This Day in Rap and Hip-Hop History [Chuck D]
In the more than 40 years since the days of DJ Kool Herc and "Rapper's Delight," hip-hop and rap have become a billion-pound worldwide cultural phenomenon that reaches well beyond music, into fashion, movies, art and politics. Yet there is no definitive history of the genre - until now.

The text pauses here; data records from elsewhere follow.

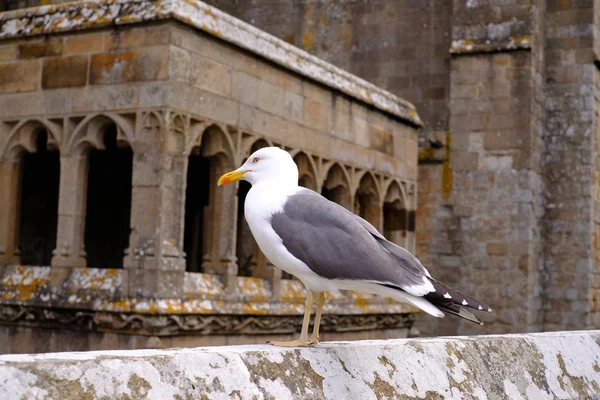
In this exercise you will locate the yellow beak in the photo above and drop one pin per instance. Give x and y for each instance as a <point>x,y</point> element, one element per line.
<point>231,177</point>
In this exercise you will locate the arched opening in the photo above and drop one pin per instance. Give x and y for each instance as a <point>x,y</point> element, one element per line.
<point>366,201</point>
<point>206,207</point>
<point>108,204</point>
<point>395,216</point>
<point>40,179</point>
<point>335,187</point>
<point>196,200</point>
<point>250,260</point>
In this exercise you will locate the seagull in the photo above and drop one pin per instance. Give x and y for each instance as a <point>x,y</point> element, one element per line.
<point>329,248</point>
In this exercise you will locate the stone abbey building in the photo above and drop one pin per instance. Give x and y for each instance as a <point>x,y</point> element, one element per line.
<point>110,109</point>
<point>116,120</point>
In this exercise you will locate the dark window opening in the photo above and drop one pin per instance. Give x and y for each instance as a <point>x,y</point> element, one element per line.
<point>108,211</point>
<point>196,199</point>
<point>245,243</point>
<point>395,219</point>
<point>40,179</point>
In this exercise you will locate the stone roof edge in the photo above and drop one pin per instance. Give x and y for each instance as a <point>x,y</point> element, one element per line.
<point>90,14</point>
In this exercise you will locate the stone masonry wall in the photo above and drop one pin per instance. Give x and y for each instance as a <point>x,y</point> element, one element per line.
<point>570,156</point>
<point>512,215</point>
<point>560,365</point>
<point>400,45</point>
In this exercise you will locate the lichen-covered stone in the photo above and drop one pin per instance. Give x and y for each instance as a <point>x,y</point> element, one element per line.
<point>535,366</point>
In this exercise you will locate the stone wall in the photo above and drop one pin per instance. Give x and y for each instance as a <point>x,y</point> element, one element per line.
<point>400,45</point>
<point>509,211</point>
<point>537,366</point>
<point>171,82</point>
<point>509,176</point>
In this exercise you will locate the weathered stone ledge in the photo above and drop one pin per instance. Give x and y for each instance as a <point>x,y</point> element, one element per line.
<point>528,366</point>
<point>94,14</point>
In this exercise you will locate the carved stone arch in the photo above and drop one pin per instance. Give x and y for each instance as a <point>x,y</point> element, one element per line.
<point>178,128</point>
<point>307,170</point>
<point>395,191</point>
<point>368,201</point>
<point>23,137</point>
<point>215,142</point>
<point>367,181</point>
<point>89,133</point>
<point>395,214</point>
<point>336,186</point>
<point>336,175</point>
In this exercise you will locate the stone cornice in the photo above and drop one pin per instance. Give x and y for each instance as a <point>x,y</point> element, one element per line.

This massive compendium details the most iconic moments and influential songs in the genre's recorded history, from Kurtis Blow's "Christmas Rappin'" to The Miseducation of Lauryn Hill to Kendrick Lamar's verse on "Control." Also included are key events in hip-hop history, from Grandmaster Flash's first scratch through to Tupac's holographic
appearance at Coachella.
Throughout the book, Chuck offers an insider's perspective on the chart toppers, artists and key moments. Illustrating the pages are more than 150 portraits from mADurgency, an artist collective specialising in art and design for the hip-hop community.

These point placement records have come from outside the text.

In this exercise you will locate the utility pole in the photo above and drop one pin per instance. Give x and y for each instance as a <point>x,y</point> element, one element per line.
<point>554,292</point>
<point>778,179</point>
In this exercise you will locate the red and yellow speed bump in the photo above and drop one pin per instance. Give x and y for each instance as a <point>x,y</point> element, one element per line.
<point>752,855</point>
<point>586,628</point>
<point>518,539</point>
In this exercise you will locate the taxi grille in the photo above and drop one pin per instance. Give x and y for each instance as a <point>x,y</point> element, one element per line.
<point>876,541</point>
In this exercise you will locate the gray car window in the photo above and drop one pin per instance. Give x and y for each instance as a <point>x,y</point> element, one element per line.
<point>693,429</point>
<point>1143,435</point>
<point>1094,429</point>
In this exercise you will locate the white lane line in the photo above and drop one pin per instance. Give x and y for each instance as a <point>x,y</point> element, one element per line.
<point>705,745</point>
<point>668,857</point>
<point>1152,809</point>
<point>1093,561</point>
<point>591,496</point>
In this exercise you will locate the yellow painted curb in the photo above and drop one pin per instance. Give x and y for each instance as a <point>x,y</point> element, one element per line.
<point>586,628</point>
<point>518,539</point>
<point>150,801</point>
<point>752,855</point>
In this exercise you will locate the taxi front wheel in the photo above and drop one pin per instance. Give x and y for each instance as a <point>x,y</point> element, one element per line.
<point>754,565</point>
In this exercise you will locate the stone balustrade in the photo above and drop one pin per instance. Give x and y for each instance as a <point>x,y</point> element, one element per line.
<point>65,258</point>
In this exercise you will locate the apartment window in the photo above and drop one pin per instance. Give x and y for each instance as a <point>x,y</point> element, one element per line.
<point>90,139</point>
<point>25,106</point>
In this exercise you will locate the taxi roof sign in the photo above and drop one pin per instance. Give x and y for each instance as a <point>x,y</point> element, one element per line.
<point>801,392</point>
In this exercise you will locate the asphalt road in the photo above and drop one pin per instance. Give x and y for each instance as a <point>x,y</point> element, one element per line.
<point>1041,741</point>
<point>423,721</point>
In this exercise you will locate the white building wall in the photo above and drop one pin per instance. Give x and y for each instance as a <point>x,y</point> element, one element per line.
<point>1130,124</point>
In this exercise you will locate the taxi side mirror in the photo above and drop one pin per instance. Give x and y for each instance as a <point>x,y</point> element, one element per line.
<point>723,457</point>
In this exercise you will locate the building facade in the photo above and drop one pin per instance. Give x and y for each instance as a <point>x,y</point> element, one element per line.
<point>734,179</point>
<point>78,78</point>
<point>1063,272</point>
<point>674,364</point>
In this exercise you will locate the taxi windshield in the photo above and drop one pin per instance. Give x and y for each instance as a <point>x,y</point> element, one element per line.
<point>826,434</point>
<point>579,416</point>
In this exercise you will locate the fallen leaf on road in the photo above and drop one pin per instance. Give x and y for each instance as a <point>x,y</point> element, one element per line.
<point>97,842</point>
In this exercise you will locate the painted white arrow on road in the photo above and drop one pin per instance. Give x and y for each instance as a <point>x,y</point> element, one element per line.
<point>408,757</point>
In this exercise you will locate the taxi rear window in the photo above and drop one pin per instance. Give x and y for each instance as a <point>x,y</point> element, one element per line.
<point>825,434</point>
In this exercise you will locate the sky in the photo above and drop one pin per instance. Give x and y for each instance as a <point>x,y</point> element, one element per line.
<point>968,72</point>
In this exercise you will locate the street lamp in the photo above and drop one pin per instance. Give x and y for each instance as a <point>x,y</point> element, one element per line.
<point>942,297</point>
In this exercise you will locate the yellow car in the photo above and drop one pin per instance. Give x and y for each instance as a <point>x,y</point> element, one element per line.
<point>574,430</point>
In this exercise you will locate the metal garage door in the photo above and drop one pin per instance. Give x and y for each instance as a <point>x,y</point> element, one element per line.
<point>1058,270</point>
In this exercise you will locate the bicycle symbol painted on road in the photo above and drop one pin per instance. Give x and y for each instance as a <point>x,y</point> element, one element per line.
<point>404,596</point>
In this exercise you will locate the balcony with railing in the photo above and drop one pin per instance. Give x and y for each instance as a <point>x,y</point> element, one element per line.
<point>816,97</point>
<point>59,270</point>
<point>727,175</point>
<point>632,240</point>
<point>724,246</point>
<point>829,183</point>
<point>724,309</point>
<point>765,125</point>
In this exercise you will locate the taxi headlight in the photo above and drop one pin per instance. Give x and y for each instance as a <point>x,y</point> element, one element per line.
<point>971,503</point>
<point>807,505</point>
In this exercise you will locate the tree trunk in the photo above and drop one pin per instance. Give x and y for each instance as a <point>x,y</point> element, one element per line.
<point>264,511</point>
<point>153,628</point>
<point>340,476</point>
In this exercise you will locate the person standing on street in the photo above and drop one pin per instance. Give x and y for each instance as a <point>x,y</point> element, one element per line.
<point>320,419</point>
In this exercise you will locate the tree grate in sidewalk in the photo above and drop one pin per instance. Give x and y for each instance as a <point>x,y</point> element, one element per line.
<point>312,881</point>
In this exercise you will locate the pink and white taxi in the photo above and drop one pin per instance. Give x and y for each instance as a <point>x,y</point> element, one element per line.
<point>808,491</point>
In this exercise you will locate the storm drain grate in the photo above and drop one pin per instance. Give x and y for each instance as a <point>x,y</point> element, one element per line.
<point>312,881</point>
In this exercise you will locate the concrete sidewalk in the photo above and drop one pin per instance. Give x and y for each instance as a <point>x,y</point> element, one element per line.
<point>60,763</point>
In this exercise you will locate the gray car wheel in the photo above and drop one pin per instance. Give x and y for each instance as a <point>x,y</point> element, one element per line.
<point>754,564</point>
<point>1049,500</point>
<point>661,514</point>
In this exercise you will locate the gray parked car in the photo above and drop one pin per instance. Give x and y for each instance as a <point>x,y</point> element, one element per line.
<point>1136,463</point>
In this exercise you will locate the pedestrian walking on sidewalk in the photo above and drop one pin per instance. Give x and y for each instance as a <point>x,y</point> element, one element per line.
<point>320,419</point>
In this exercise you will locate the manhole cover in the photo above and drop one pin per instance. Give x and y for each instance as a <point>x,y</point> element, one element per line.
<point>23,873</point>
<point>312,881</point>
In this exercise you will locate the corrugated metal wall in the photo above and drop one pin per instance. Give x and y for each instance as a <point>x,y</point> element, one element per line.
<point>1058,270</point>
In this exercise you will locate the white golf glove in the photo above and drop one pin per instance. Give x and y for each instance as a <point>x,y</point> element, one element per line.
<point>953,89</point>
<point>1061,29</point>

Both as a solo artist and as the leader of the ground-breaking hip-hop group Public Enemy (which was inducted into the Rock and Roll Hall of Fame in 2013), Chuck D helped pave the way for political, social, and culturally conscious hip-hop. Public Enemy's albums remain among the most critically acclaimed works in the genre, including It Takes a Nation of Millions to Hold Us Back and Fear of a Black Planet. A visionary in digital entertainment, Chuck D helped lead the file-sharing movement, launched one of the first online entertainment websites, Rapstation.com, and digital-only record labels, the SpitSlam Record Label Group and Public Enemy were the second act to ever release an album in MP3 format. He is on the road three weeks of each month touring with Public Enemy and his supergroup Prophets of Rage or speaking at tech and music conferences and colleges. He splits his days off between Long Island, Atlanta, and Southern California.